Subjects subject to corporate income tax are organizations that conduct production and business activities and generate profits, and are subject to financial obligations according to the provisions of Vietnamese law. According to the General Department of Taxation, in 2024, more than 620,000 enterprises declared and paid corporate income tax, contributing about 120,000 billion VND to the state budget (General Department of Taxation, 2024). Determining the correct taxable entity helps businesses comply with the law, calculate taxes accurately and avoid inspection risks.
For example, a medium-sized export enterprise in Ho Chi Minh City has saved more than 1 billion VND/year by correctly applying the regulations on tax-exempt income under the new policy in 2025 (Instructions for corporate income tax settlement, Hanoi Tax Department, 2024).
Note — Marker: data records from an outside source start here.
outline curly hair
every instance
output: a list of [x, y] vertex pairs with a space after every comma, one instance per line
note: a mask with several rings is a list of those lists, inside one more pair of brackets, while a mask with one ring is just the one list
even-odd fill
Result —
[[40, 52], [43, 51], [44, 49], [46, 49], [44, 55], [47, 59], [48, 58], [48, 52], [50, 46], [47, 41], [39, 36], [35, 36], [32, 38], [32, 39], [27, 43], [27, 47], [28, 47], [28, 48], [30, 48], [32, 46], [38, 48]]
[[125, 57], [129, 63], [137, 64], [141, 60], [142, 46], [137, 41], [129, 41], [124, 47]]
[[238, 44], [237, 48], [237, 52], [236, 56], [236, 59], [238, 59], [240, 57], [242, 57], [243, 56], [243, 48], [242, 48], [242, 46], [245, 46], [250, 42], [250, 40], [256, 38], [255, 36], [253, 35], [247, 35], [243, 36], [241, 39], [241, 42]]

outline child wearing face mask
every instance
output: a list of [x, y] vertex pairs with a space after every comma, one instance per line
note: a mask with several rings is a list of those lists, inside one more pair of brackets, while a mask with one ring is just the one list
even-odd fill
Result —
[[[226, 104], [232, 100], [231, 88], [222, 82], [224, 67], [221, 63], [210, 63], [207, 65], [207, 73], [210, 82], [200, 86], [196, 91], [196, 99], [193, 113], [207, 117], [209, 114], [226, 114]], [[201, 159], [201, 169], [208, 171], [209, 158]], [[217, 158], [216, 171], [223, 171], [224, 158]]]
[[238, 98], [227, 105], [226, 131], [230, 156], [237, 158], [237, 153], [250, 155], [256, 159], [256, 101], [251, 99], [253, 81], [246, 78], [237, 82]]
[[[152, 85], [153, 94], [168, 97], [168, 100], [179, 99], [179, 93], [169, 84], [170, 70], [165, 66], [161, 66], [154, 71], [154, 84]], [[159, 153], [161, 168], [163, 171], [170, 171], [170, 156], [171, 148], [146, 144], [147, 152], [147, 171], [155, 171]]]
This article will provide a comprehensive overview of corporate income tax, including taxable objects, tax bases, calculation methods, and important updates according to the revised law in 2025.
Overview of corporate income tax
Understanding what corporate income tax is and grasping the role of corporate income tax helps corporate income tax payers declare accurately, comply with the law and optimize financial obligations.
This section will provide a comprehensive overview, explaining the nature, subjects of application and socio-economic significance of corporate income tax, thereby serving as a foundation for delving into detailed regulations and methods of tax calculation, declaration and payment for businesses.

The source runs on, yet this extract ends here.